The only thing that caused me to re-watch these lame soft-headed, softcore comedies-- the only ones in the six-film series to star cult favorite Linnea Quigley-- was to see whether or not either one could be deemed combative comedies. Now that I know that they are not, there's not a lot more one can say about them.

As I wrote in a review of the fifth and sixth entries, the VICE series starts out with a much smaller ensemble than their primary model, the POLICE ACADEMY series. In the first film, the ensemble consists of a Nice Girl (Quigley), a Nasty Girl (former porn actress Ginger Lynn Allen) and a Stupid Girl (Karen Russell), as well as a Horny Guy (Ken Abraham), all seeking to win their badges by training in a police academy overseen by Uptight Bitch Miss Devonshire (Jayne Hamill). Most of the film is devoted to episodic scenes of the scantily clad ladies getting involved in salacious situations, and toward the end they encounter a sort of Dick Tracy-like adversary, Queen Bee (because she wears a beehive hairdo). Linnea is the only performer worth watching, and not just for a brief scene where she drops her top: she's fun to behold even turning out extremely derivative jokes.
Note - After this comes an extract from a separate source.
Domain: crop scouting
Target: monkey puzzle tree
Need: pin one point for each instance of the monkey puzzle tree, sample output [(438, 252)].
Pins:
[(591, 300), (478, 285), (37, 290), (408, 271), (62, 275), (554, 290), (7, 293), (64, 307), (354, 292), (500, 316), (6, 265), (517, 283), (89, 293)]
Other than Queen Bee, the only uncanny items in the film are also Dick Tracy-like innovations for police technology, such as a lipstick that emits a police siren and earrings that are communicators. It's because Linnea's daffy partners aren't listening to the earrings that they don't come to her rescue when she's undercover at a porno film shoot, and so she doesn't quite get rescued from doing the deed on camera.



VICE ACADEMY prunes down the ensemble to just the Nice Girl and the Nasty Girl, both reprised by the same actresses, but now both of them are also as dumb as a bag of hammers. Though in theory they've graduated to become officers, they're such screwups that Miss Devonshire keeps trying to steer them into harmless assignments so that they don't make her academy look bad. A super-villain of sorts does introduce herself early in the film; a fiend named Spanish Fly, who doses the whole precinct with aphrodisiac as part of a plan to take over the city. 

Since Spanish Fly and her two or three henchwomen are clearly too much for the entire police force, the police chief unveils a secret weapon: a robotic police officer named "Bimbocop" (Teagan Clive). This leads to a lot more forgettable slapstick scenes, and a conclusion in which Bimbocop does bring the villains to heel-- but in such a desultory way that there's no "combat" as such here. There are also various short boob-shots, but the film's best combination of sex and violence-- omitted from screenings on commercial cable-- is one where Quigley and Allen confront a chauvinistic cop in the men's room at the precinct. The guy, garbed only in a towel, tells his buddies that he's slept with both women-- and though both of them did intend to sleep with the cop, they resent the falsification of their affections. Allen's character baits the guy into swinging at her-- causing him to drop the towel and thus get clipped from no-nudity broadcasts-- and she decks him with one good punch. It's probably the only scene in the whole series that works as decent slapstick, and despite the fact that Linnea Quigley continued to make a lot more trashy films, the fact that she dropped out suggests that she didn't think anything nice about VICE.